Versions of Celestia before v1.5.0 use UTC to calculate times and positions. Unfortunately, UTC includes "leap seconds" in order to stay aligned with the Earth's varying rotation. Leap seconds happen essentially randomly, when they are needed. Although Celestia does incorporate a table of leap second times, its use of UTC causes problems when used with ephemerides which are defined using TDB. Starting with v1.5.0, although it still displays UTC on the screen, Celestia uses the TDB time scale internally for everything else. As a result, Celestia places objects much more accurately than before.

Time Scales[edit | edit source]

It may be helpful for Celestia users to understand the various time scales that are used in the field of astronomy. The most familiar is local time, which is probably what you see if you look at a nearby clock.

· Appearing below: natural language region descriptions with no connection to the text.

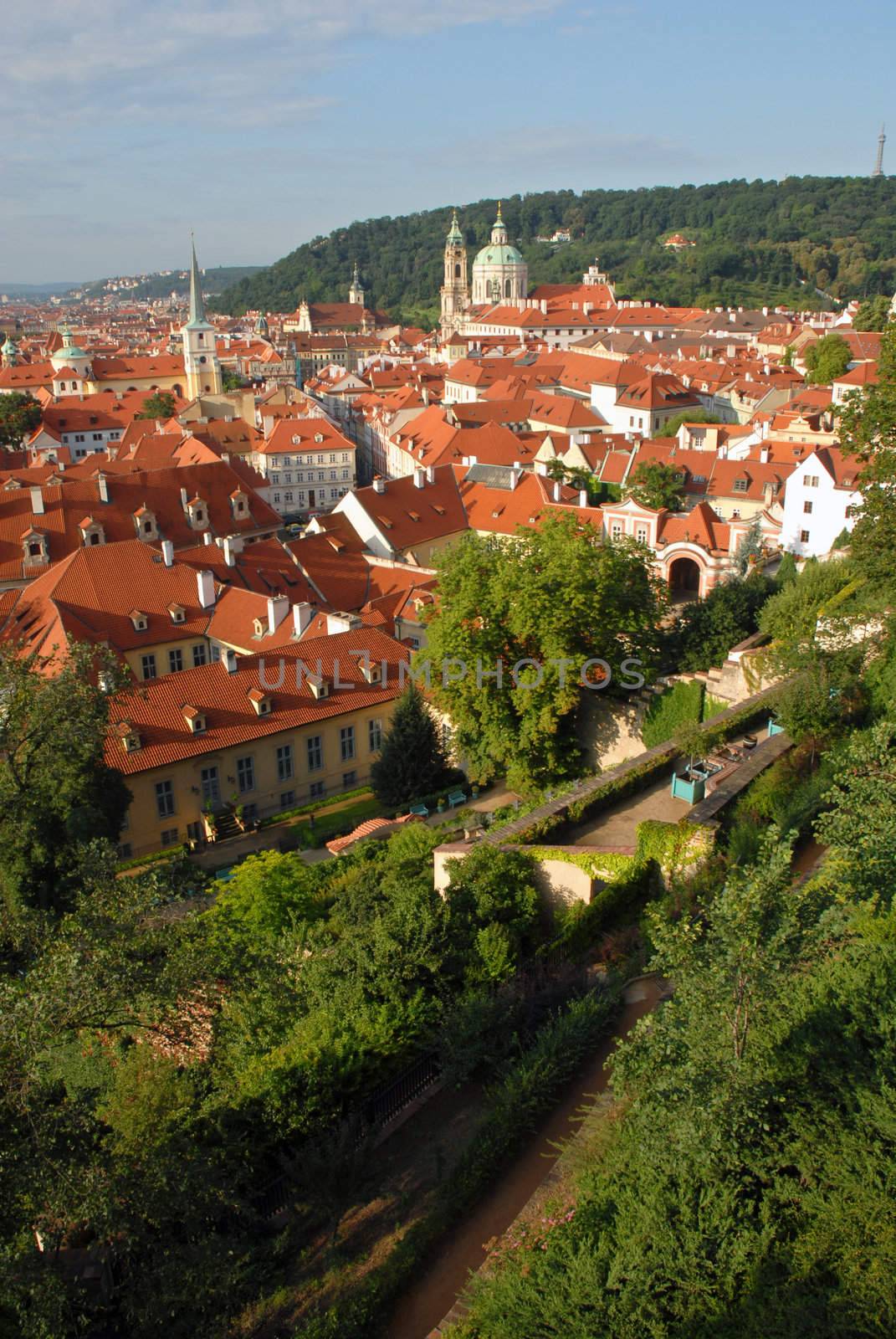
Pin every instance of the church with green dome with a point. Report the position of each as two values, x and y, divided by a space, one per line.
499 276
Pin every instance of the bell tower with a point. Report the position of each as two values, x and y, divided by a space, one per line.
454 291
200 354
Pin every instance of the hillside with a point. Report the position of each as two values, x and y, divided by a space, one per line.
153 287
757 241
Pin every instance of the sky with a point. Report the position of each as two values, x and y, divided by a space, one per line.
261 124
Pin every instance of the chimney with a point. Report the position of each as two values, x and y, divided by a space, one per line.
205 587
278 609
302 616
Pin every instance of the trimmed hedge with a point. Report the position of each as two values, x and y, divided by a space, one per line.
678 706
516 1105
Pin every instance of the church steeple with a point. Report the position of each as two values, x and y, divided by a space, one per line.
200 354
454 292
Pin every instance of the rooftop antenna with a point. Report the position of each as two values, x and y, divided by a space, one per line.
878 165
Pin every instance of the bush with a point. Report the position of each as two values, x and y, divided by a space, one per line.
681 703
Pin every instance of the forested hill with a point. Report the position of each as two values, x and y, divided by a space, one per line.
755 241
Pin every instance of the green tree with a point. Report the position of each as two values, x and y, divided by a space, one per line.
827 359
161 405
873 314
19 417
867 423
412 761
515 624
671 426
657 485
57 790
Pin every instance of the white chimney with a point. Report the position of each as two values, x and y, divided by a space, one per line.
278 609
302 616
205 587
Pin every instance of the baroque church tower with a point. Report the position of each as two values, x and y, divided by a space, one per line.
200 354
454 292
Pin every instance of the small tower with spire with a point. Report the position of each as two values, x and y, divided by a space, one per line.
878 164
454 294
356 292
200 354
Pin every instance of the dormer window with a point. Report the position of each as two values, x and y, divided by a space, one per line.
194 720
129 736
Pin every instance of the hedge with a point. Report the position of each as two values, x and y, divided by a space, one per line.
516 1105
679 705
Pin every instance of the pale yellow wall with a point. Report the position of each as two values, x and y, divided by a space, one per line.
145 828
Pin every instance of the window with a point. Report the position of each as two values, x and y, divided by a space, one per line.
315 753
245 774
284 762
165 798
209 785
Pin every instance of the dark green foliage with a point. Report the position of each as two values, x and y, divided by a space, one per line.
19 417
57 792
657 485
412 761
706 629
158 406
867 423
681 703
671 428
755 243
828 359
873 314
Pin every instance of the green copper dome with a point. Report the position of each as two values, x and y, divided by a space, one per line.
499 254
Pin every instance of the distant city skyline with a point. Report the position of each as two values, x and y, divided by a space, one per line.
261 125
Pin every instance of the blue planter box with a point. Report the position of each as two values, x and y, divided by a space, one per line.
691 787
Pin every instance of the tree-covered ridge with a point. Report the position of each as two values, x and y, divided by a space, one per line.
760 241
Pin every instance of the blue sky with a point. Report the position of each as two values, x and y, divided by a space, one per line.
261 124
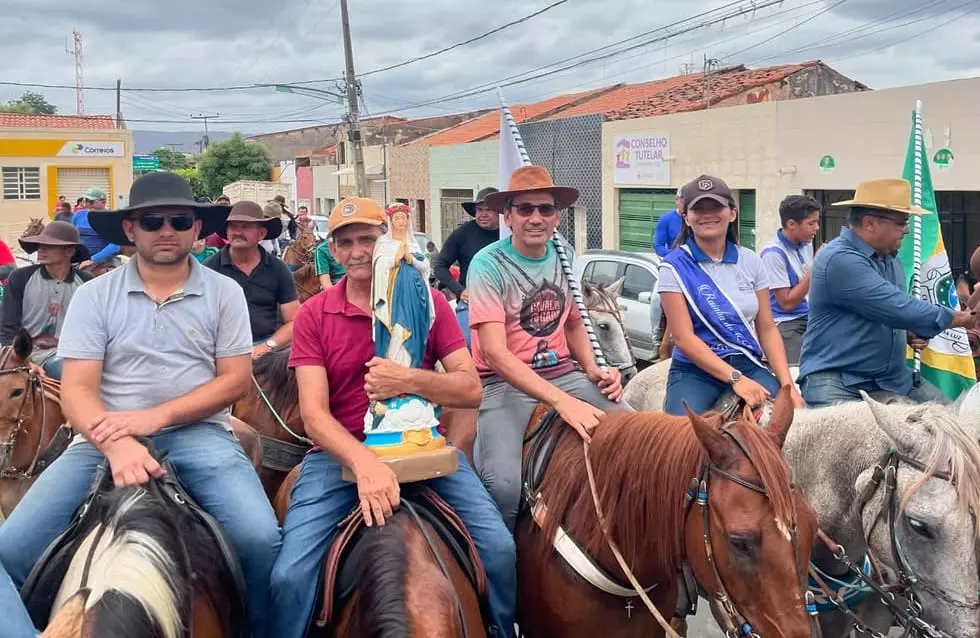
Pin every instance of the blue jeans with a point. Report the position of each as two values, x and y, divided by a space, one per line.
53 366
822 389
463 319
321 499
213 468
687 383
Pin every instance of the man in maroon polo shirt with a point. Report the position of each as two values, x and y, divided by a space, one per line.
337 374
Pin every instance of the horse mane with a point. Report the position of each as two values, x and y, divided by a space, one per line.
644 463
381 579
954 450
277 379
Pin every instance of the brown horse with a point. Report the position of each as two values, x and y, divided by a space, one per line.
687 491
30 416
408 583
141 563
271 403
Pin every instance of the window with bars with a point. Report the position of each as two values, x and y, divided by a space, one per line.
21 183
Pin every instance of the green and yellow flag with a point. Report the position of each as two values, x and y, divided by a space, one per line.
947 362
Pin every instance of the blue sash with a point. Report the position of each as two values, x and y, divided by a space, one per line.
795 275
717 320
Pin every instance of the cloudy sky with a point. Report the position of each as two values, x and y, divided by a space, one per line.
194 44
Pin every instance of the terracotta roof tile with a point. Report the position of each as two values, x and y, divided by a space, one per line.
28 120
690 95
487 126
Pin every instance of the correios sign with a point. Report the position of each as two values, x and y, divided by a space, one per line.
92 149
641 159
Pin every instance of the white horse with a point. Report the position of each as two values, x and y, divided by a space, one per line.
834 453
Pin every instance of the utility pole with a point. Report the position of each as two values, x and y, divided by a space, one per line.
118 103
353 111
76 52
207 139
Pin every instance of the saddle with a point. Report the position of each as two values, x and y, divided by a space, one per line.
44 581
339 573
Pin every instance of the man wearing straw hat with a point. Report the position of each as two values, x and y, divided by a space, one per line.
38 296
528 336
861 317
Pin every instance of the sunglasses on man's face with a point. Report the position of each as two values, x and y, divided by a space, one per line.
152 222
526 210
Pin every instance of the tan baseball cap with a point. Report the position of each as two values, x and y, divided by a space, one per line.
356 210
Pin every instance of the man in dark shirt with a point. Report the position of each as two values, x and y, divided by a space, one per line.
36 297
267 282
861 317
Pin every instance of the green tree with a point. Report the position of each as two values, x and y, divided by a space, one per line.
193 176
170 160
233 160
29 103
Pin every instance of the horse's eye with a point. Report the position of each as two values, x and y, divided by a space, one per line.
920 528
744 546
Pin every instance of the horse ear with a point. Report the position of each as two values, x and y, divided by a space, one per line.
615 289
782 415
23 345
713 441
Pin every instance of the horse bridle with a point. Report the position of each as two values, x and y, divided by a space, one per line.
735 624
886 473
606 305
32 389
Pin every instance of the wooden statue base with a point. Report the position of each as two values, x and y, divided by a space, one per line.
418 467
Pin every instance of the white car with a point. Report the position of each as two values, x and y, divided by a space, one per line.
639 306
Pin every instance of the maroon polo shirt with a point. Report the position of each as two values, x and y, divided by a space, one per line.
334 334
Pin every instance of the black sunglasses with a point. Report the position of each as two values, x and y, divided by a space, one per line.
526 210
152 222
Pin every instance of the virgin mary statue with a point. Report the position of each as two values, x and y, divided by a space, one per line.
404 312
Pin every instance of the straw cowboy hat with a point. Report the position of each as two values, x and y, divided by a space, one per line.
532 179
481 198
57 234
246 211
894 195
155 190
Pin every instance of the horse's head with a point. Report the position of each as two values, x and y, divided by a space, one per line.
607 320
758 528
17 433
919 510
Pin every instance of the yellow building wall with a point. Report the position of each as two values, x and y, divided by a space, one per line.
39 148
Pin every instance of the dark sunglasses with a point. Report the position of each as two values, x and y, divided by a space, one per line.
152 222
526 210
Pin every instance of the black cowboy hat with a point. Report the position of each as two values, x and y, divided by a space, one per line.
57 234
481 197
246 211
155 190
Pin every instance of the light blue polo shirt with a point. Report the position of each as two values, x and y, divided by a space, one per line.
154 352
786 263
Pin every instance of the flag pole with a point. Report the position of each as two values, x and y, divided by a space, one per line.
566 263
917 223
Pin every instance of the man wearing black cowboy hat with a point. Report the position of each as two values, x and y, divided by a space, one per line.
158 348
466 241
267 282
37 297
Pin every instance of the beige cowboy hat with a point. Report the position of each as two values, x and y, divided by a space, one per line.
56 234
532 179
246 211
894 195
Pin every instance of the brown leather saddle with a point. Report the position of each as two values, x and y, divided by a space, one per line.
44 581
339 573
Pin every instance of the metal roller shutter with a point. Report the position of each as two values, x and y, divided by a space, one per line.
73 182
639 211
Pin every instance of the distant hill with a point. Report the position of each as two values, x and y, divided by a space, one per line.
145 142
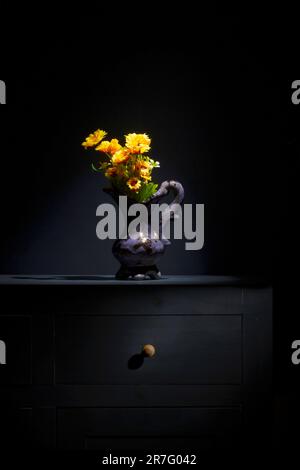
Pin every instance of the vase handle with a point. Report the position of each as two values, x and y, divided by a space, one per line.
164 190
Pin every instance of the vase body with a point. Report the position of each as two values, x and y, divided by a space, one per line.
139 254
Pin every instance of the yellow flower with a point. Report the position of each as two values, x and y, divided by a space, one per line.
111 171
145 174
94 139
121 156
134 184
138 143
109 147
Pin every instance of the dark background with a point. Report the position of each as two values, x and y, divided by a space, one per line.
210 92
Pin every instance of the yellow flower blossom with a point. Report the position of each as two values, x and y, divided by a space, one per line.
109 147
138 143
121 156
111 171
94 139
145 174
134 184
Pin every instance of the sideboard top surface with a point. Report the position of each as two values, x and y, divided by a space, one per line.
101 280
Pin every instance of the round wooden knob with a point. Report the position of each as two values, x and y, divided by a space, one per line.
149 350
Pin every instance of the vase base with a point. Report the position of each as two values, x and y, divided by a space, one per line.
138 273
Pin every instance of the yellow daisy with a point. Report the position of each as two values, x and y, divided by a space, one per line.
138 143
121 156
109 147
134 184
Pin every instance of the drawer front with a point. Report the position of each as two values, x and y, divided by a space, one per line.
147 428
15 349
190 349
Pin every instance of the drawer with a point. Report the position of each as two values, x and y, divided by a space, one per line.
190 349
147 428
15 334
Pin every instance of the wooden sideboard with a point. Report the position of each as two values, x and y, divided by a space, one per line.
76 376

The local time zone determines the difference between local time and Coordinated Universal Time, or UTC. UTC is the current time at the zero degree meridian; it replaces Greenwich Mean Time as the standard world clock.

Astronomical ephemerides are typically defined in terms of Barycentric Dynamical Time, or TDB. TDB is the time measured by a clock at the solar system barycenter. It differs from Terrestrial Time (TT)--the time measured by a clock on the Earth--because of relativistic effects, but the difference between the two scales is always less than 0.002 seconds. The two scales can usually be considered equivalent in Celestia.

TT is ahead of International Atomic Time (TAI) by constant value of 32.184 seconds. Finally, UTC differs from TAI by some integer number of leap seconds. Leap seconds are inserted occasionally because the Earth's rotation is irregular, and it's desirable to keep our everyday time scale from drifting with respect to the terrestrial day-night cycle--except at the poles, the sun should be in the sky at noon. The most recent leap second occurred at 23:59:60 on December 31, 2016 and made UTC 37 seconds behind TAI. (See Wikipedia on TAI)

To briefly summarize the relationship between time scales:

TT = TAI + 32.184
TAI = UTC + leap second count
Thus, TT = UTC + 32.184 + leap second count

UTC is used in the Celestia's Set Time dialog and it's also the time displayed in the upper right of the screen. Unless you're creating scripts or add-ons for Celestia, UTC is all that you will see. But everywhere else, the time scale is TDB: xyz trajectory files, attitude files, beginning, ending, and epoch times in .ssc files.